Я шепотом приказал носильщикам пройти в таблиниум[6] и поспешил в кабинет Цицерона. Подходя к дверям, я услышал его голос, торжественно декламирующий «Жителям Рима я говорю — достаточно!», а когда я открыл дверь, то увидел, что он стоит спиной ко мне и обращается к двум младшим секретарям, Сизифию и Лорею, вытянув руку и сложив большой и указательный пальцы в кольцо.
— А тебе, Тирон, — продолжил хозяин, не поворачиваясь, — я говорю — не сметь меня больше прерывать! Какой еще знак послали нам боги? Дождь из лягушек?
Секретари захихикали. Накануне дня достижения своей высшей цели Цицерон полностью выбросил из головы перипетии дня предыдущего и находился в хорошем расположении духа.
— Делегация из Сената хочет тебя видеть.
— Вот уж воистину зловещее знамение. И кто же в нее входит?
— Катулл, Гортензий, Изаурик и еще один, которого я не узнал.
— Цвет аристократии? Здесь, у меня? — Цицерон остро взглянул на меня через плечо. — И в такую погоду?
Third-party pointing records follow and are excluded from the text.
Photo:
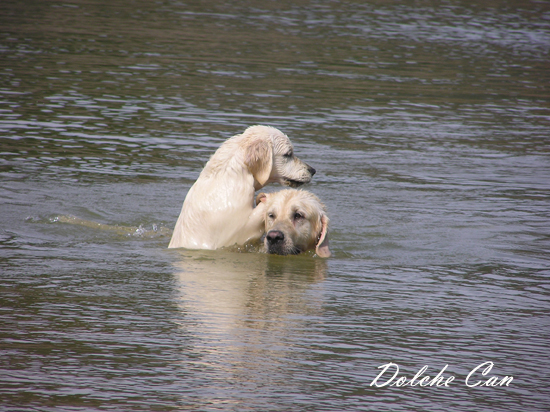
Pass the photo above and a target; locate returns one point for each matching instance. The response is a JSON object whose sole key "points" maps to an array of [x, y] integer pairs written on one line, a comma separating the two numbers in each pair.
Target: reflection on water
{"points": [[428, 126]]}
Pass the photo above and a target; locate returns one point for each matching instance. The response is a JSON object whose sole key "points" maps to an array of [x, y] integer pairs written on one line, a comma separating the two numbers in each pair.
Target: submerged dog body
{"points": [[219, 208], [295, 221]]}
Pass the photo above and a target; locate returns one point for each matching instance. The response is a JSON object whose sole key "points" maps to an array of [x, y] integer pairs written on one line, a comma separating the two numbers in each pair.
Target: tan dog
{"points": [[295, 221], [219, 208]]}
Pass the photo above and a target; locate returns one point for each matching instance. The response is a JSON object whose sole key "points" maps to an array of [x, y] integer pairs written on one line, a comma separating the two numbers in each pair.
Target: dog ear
{"points": [[259, 159], [322, 244], [261, 197]]}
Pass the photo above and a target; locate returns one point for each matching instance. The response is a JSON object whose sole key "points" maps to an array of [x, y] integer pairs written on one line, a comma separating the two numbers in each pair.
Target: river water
{"points": [[428, 124]]}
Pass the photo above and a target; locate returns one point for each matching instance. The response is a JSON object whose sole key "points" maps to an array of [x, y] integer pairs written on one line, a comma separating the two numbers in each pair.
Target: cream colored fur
{"points": [[295, 221], [219, 208]]}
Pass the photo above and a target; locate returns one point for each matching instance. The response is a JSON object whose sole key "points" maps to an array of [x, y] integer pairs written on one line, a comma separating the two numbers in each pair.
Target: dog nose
{"points": [[275, 236]]}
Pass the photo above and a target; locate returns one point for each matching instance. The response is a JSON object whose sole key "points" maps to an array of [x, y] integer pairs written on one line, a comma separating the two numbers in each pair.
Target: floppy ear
{"points": [[259, 159], [261, 197], [322, 244]]}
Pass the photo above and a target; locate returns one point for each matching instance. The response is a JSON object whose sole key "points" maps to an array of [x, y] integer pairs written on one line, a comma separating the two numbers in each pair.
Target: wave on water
{"points": [[152, 231]]}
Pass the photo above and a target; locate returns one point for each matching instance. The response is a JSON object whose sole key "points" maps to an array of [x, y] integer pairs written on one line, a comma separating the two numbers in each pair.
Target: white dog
{"points": [[295, 221], [219, 208]]}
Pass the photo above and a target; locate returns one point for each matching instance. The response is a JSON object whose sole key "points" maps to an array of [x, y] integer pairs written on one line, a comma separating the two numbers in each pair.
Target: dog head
{"points": [[269, 156], [295, 221]]}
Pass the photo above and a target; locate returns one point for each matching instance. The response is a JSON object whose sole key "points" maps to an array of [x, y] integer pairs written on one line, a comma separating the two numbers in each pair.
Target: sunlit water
{"points": [[428, 125]]}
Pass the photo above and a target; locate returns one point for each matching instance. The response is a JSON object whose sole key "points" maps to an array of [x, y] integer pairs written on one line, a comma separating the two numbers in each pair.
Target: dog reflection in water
{"points": [[295, 221]]}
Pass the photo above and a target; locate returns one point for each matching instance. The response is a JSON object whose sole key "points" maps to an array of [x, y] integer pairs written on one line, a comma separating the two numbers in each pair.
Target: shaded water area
{"points": [[428, 124]]}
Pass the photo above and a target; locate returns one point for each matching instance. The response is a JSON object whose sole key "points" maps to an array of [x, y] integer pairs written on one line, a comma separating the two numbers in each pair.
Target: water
{"points": [[428, 125]]}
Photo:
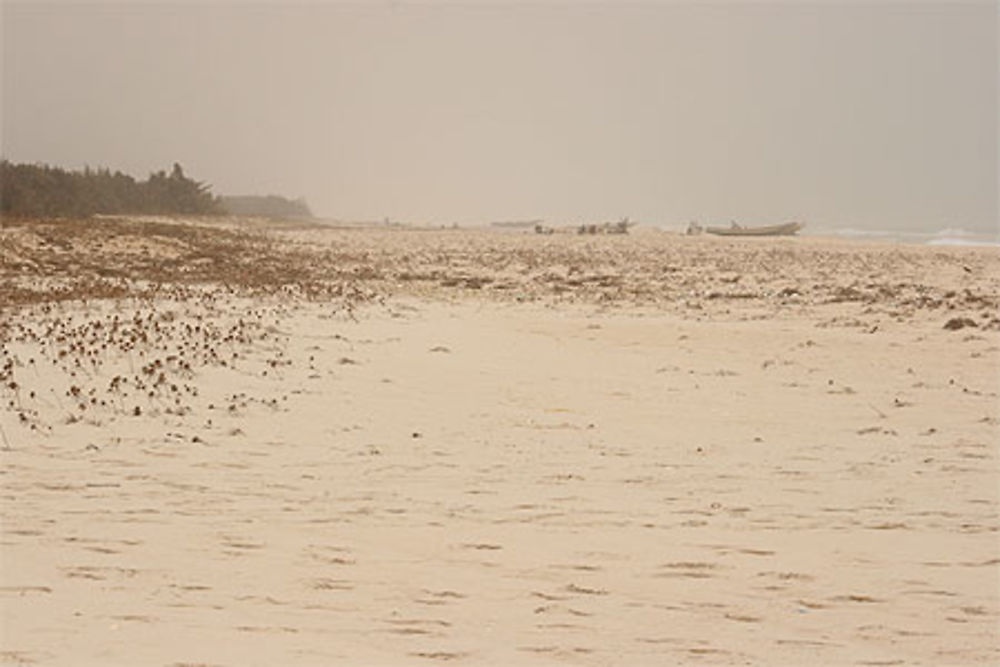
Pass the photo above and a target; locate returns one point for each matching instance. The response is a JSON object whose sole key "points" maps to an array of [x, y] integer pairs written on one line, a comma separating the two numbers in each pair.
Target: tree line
{"points": [[38, 190]]}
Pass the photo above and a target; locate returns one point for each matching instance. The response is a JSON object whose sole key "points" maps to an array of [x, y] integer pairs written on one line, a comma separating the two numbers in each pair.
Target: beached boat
{"points": [[786, 229]]}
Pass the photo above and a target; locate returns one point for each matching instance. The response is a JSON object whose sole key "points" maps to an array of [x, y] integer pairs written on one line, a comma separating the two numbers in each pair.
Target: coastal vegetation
{"points": [[40, 190]]}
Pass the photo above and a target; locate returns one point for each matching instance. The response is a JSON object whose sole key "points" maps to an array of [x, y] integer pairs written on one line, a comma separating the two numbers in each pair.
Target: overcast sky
{"points": [[878, 115]]}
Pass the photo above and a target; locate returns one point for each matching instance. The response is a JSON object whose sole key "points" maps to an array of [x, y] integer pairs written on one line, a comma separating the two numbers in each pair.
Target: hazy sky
{"points": [[867, 115]]}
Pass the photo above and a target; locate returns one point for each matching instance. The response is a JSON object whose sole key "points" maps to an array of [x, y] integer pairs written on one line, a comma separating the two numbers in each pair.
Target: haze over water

Наверное, это самый маленький дом из тех, в которых они когда-либо бывали… Что им надо?
— Не знаю.
— Смотри, записывай все очень тщательно. — Будущий консул подобрал тогу и выставил вперед подбородок. — Как я выгляжу?
— Как настоящий консул, — заверил я его.
По разбросанным на полу листкам своей речи он прошел в таблиниум. Слуга принес для всех стулья, но только один из прибывших присел — это был трясущийся старик, которого я не узнавал. Остальные стояли вместе, каждый со своим слугой, и явно чувствовали себя некомфортно в доме этого низкорожденного «нового человека», которого они только что скрепя сердце поддержали на выборах на пост консула. Гортензий прижимал к носу платок, как будто низкорожденность Цицерона могла оказаться заразной.
— Катулл, — любезно произнес Цицерон, входя в комнату, — Изаурик, Гортензий. Для меня это большая честь.
Он кивнул каждому из бывших консулов, но когда подошел к четвертому, я увидел, что даже его феноменальная память на какую-то секунду подвела его.
— Рабирий, — вспомнил он, наконец. — Гай Рабирий, не так ли?
Он протянул ему руку, но старик никак на это не прореагировал, поэтому, не прерывая движения, Цицерон сделал приглашающий жест:
— Прошу вас. Мне это очень приятно.
— Ничего приятного в этом нет, — сказал Катулл.
— Это возмутительно, — произнес Гортензий.
— Это война, — заявил Изаурик. — Именно гражданская война.
— Ну что ж. Мне очень огорчительно это слышать, — сказал Цицерон светским тоном. Он не всегда принимал их всерьез. Как многие богатые старики, они воспринимали малейшее собственное неудобство как признак наступления конца света.
— Вчера трибуны передали это судебное предписание Рабирию. — Гортензий щелкнул пальцами, и его помощник передал Цицерону официальный документ с большой печатью.
Услышав свое имя, Рабирий жалобно спросил:
— Я могу поехать домой?
— Позже, — жестко ответил Гортензий, и старик склонил голову.
— Судебное предписание Рабирию? — повторил Цицерон, с сомнением глядя на старика. — А какое преступление он мог совершить?
Хозяин громко зачитал документ вслух, чтобы я мог его записать.
— Лицо, указанное в документе, обвиняется в убийстве трибуна Сатурния и нарушении священных границ здания Сената. — Он поднял голову в недоумении. — Сатурний? Но ведь его убили… лет сорок назад?
— Тридцать шесть, — поправил Катулл.
— Катулл знает точно, — добавил Изаурик. — Потому что он там был. Так же, как и я.
— Сатурний! Вот был негодяй! Его убийство — это не преступление, а благое дело! — Катулл выплюнул это имя так, как будто оно было ядом, попавшим ему в рот, и уставился куда-то вдаль, как будто рассматривал на стене храма фреску «Убийство Сатурния в здании Сената». — Я вижу его так же ясно, как тебя, Цицерон. Трибун-популяр[7] в худшем смысле этого слова. Он убил нашего кандидата на пост консула, и Сенат объявил его врагом народа. После этого от него отвернулся даже плебс. Но прежде чем мы смогли схватить его, он с частью своей банды забаррикадировался на Капитолии. Тогда мы перекрыли подачу воды. Это была твоя идея, Ватий.